3.  After they have written their responses to each statement, participants should fold their index cards into paper airplanes, and launch them into the middle of the circle. 

4.  Invite participants to pick up a paper airplane and read the first statement in silence. 

5.  Ask participants to walk to the corner of the room with the sign that correlates to the answer to the first statement, as shown on the paper airplane they picked up. 

6.  When the participants are in the four corners of the room, the facilitator will ask them to discuss why someone may have responded with SA/ A/ D/ DS for that statement. Each corner group should choose a speaker to share their group’s response with the larger group. 

 7.  After each corner has shared their responses, invite all participants to re-fold their airplanes and throw them across the room, and then pick up a different airplane and repeat the entire process for the second prompt (and then the third and fourth prompts and so on)


Facilitation Variations:

SA/ A/ D/ DS may be changed to simply “Agree” or “Disagree” for smaller groups, or if the facilitator would like to


Each group should select a speaker to represent that group’s    opinions and responses to group debrief questions.



Sample list of prompts:

Cheese is bad for you

Computer games should be limited to 1 hour of game time everyday

Everyone should do 60 mins of physical activity every day

Individual work is easier than group work

Talking about myself is easy

I feel accepted in our Community

Student voices are integrated into decision-making at our school

It’s better to hear everyone’s idea than to make an executive decision

You must go to a top-tier university in order to be successful

If you study hard and work hard you would be financially successful

Wealth is a privilege that only a few deserve

Homeless people are lazy

I have a responsibility for the wellbeing of others

Teachers should be allowed friends with their students

We should only focus our fundraising and awareness on terminal illnesses that affect large populations of people.


Service Learning Prompts:

I have a responsibility for the wellbeing of others

The service we did is sustainable

Homeless people are lazy

The government plan to fight poverty is enough


General Debrief Questions

  • How did you feel when you had to justify and defend your point of view?
  • How did it feel when you had to justify a point of view that you didn’t agree with?
  • Why is important to share your opinions?
  • How does awareness of others help your understanding of others and develop empathy?
  • How do personal experiences shape opinions?
  • Why is it important to respect others’ opinions?
  • What is empathy? Why is empathy a good skill to have?
  • Usefulness/effectiveness of being able to think in someone else’s shoes
  • Spectrum vs. black and white divisions (SA/A/D/SD vs. A/D)

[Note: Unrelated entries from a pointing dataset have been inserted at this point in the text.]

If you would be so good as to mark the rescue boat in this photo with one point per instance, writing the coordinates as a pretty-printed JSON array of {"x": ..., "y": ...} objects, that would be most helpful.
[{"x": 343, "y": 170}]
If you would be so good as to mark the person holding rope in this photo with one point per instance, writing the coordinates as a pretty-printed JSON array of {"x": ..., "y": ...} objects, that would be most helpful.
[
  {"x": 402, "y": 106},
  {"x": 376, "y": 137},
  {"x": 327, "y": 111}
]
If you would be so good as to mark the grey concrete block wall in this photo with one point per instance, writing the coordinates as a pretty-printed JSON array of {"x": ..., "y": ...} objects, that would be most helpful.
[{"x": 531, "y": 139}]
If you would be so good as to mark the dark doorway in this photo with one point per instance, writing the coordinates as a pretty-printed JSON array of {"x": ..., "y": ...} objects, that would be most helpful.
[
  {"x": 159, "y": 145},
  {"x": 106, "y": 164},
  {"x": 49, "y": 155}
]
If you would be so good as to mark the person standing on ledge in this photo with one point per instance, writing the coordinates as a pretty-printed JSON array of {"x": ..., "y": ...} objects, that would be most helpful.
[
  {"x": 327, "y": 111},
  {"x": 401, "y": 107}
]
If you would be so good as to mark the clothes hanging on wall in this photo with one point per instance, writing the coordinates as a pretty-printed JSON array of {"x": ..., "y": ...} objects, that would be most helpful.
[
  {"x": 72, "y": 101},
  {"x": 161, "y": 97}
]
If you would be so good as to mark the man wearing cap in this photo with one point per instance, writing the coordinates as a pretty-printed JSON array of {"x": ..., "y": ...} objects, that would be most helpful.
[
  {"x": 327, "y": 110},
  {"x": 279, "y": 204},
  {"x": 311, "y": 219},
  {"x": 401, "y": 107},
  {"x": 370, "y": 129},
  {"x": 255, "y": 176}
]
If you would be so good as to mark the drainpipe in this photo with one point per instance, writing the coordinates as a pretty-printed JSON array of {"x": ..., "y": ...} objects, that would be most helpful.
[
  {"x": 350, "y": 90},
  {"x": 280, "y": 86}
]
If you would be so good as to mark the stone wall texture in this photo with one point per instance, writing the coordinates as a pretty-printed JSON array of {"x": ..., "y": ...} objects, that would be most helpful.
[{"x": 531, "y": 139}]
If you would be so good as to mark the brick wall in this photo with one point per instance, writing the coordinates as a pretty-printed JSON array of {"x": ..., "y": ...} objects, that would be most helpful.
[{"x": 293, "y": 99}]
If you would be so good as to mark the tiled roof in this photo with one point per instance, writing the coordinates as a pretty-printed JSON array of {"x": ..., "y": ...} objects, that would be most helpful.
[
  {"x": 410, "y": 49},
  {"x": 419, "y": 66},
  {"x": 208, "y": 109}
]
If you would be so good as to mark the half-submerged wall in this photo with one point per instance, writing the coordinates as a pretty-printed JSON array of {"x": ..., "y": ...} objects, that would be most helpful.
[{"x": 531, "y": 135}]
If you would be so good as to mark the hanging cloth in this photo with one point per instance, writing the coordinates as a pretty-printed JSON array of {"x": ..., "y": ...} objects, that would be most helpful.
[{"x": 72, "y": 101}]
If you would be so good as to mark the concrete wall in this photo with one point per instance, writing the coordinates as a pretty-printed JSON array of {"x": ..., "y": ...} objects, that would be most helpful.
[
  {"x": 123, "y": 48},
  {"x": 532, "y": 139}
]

Notes – Safety, planning for groups, etc

This activity is very similar to Diversity Circle, however it is unique in that it requires participants to justify differing viewpoints and empathize with their peers’ viewpoints.







Growth Mountain Walk

Growth Mountain Walk

Time: 10-15 Minutes


Materials Needed:

  • Growth Mountain Prompts
  • Taped/ or rope in the shape of growth mountain on the ground



  • Let the participants know that this activity is best done in silence: a good way to show respect, and keep reflective mode to make it more meaningful for the participants.
  • The facilitator is going to mention some prompts, participants are to place themselves on the mountain where they seem fit. (Encourage them to be as honest as possible so they can get the most out of this activity)



  • Playing an instrument
  • Public Speaking
  • Taking a math test
  • Making new friends
  • Eating Chinese Food
  • Dealing with conflict
  • Living in Beijing
  • Driving
  • Painting or Drawing
  • Being on time
  • Swimming
  • Playing Sports
  • Writing an essay
  • Traveling
  • Eating Veggies
  • Climbing a mountain
  • Building something with your hands
  • Finishing homework on time
  • Reading a map
  • Learning languages



  • These are good prompts to start off with, please look at refer to your program to use and/or add more prompts that are relevant to the participants.